# sick spoilers



## TT-REX (Jun 3, 2011)

when are we gonna see these kind of sick spoilers for the tt mk2 beside that clown ttrs spoiler


----------



## R5T (Apr 24, 2008)

When those kind of spoiler start to appear on the Mk2, it's time to sell, and buy something else. :wink:


----------



## weeman69 (Jul 11, 2008)

R5T said:


> When those kind of spoiler start to appear on the Mk2, it's time to sell, and buy something else. :wink:


+ :wink: *1*


----------



## TT-REX (Jun 3, 2011)

why is that


R5T said:


> When those kind of spoiler start to appear on the Mk2, it's time to sell, and buy something else. :wink:


----------



## -:[KM]:- (May 16, 2010)

What a load of toss.

Sick indeed. Absolutely f***ing sickening.

I bet you'd have one.


----------



## powerplay (Feb 8, 2008)

They're not that bad, I've seen far worse!!


----------



## Mark 2 (Oct 18, 2011)

http://rahmadi.com/2010-raeder-motorspo ... i-tt-rs-3/

mmmmmmmmmmmmm looks like a carrying handle lol


----------



## powerplay (Feb 8, 2008)

Mark 2 said:


> http://rahmadi.com/2010-raeder-motorsport-audi-tt-rs.html/raeder-motorsport-audi-tt-rs-3/
> 
> mmmmmmmmmmmmm looks like a carrying handle lol


Been featured in several posts lately. A case of form definitely not following function. Can't knock it tho, it's damn quick!


----------



## Mark 2 (Oct 18, 2011)

powerplay said:


> Mark 2 said:
> 
> 
> > http://rahmadi.com/2010-raeder-motorsport-audi-tt-rs.html/raeder-motorsport-audi-tt-rs-3/
> ...


Yeah i bet its quick but still unsightly carrying handle. !!! lol


----------



## ScoobyTT (Aug 24, 2009)

TT-REX said:


> why is that
> 
> 
> R5T said:
> ...


I'll field this one.

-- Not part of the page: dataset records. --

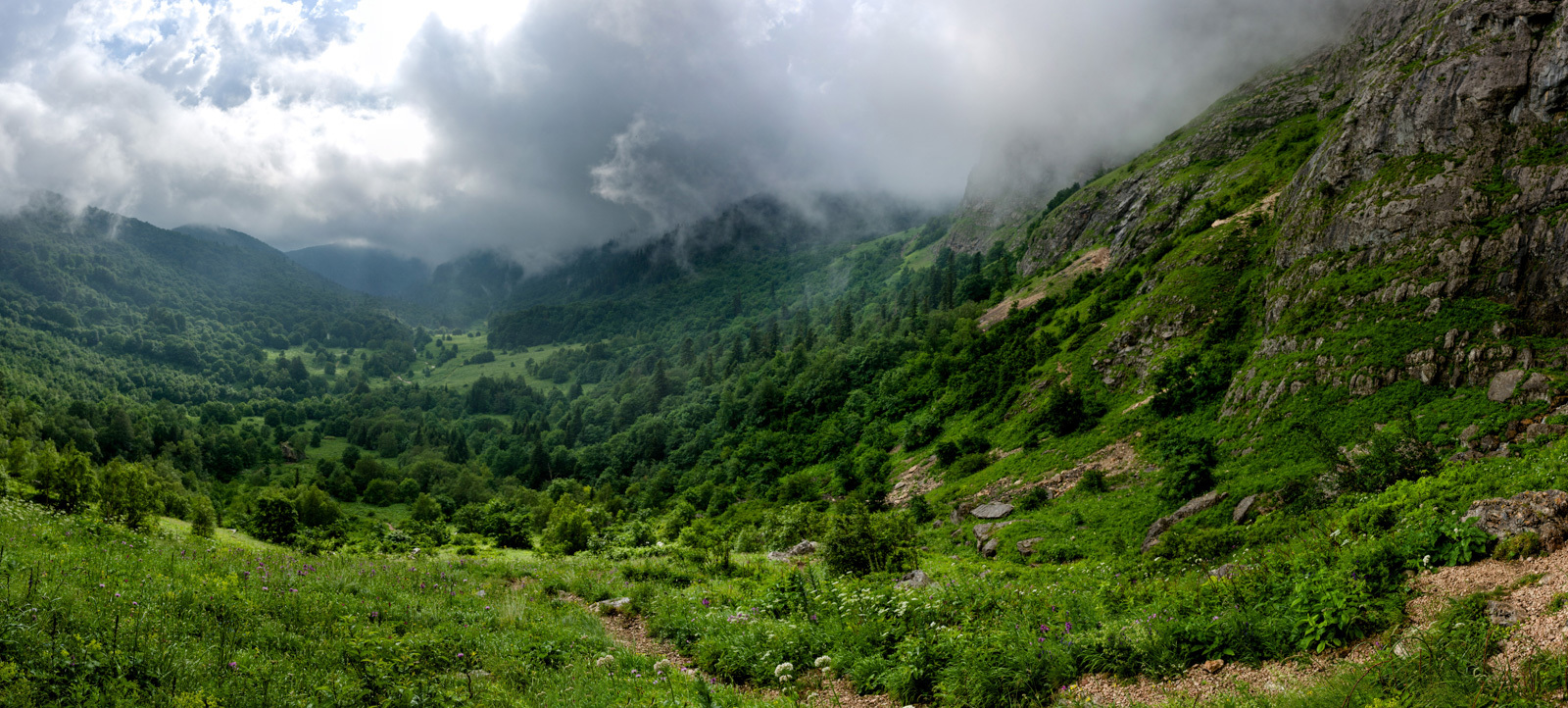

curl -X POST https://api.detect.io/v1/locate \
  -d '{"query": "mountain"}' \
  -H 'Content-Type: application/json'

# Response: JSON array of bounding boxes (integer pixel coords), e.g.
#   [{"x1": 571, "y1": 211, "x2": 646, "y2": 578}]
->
[
  {"x1": 9, "y1": 0, "x2": 1568, "y2": 708},
  {"x1": 287, "y1": 243, "x2": 429, "y2": 298}
]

Because Mk2 starting to look like something that belongs on a PlayStation is indicative of increased chavification and therefore a cue for folk with better taste to buy a car that isn't popular enough with chavs to trigger the production and marketing of spoilers that look like bookshelves and hostess trolleys.


----------



## TT-REX (Jun 3, 2011)

hmm i see scooby dooby Dooo !


ScoobyTT said:


> TT-REX said:
> 
> 
> > why is that
> ...


----------



## Chubster (Feb 14, 2011)

Methinks you bought the wrong car.........


----------



## TT-REX (Jun 3, 2011)

i got the tt for free man , i would never spend my money on a tt ,


Chubster said:


> Methinks you bought the wrong car.........


----------



## andyTT180 (Mar 19, 2010)

TT-REX said:


> i got the tt for free man , i would never spend my money on a tt ,
> 
> 
> Chubster said:
> ...


Maybe you should sell it and buy something you'd prefer then?


----------



## YELLOW_TT (Feb 25, 2004)

R5T said:


> When those kind of spoiler start to appear on the Mk2, it's time to sell, and buy something else. :wink:


A men to that


----------



## weeman69 (Jul 11, 2008)

andyTT180 said:


> TT-REX said:
> 
> 
> > i got the tt for free man , i would never spend my money on a tt ,
> ...


..Like a whole box full of Hot Wheels n some glue n some tape n some balsa wood n some paint n............. :?:


----------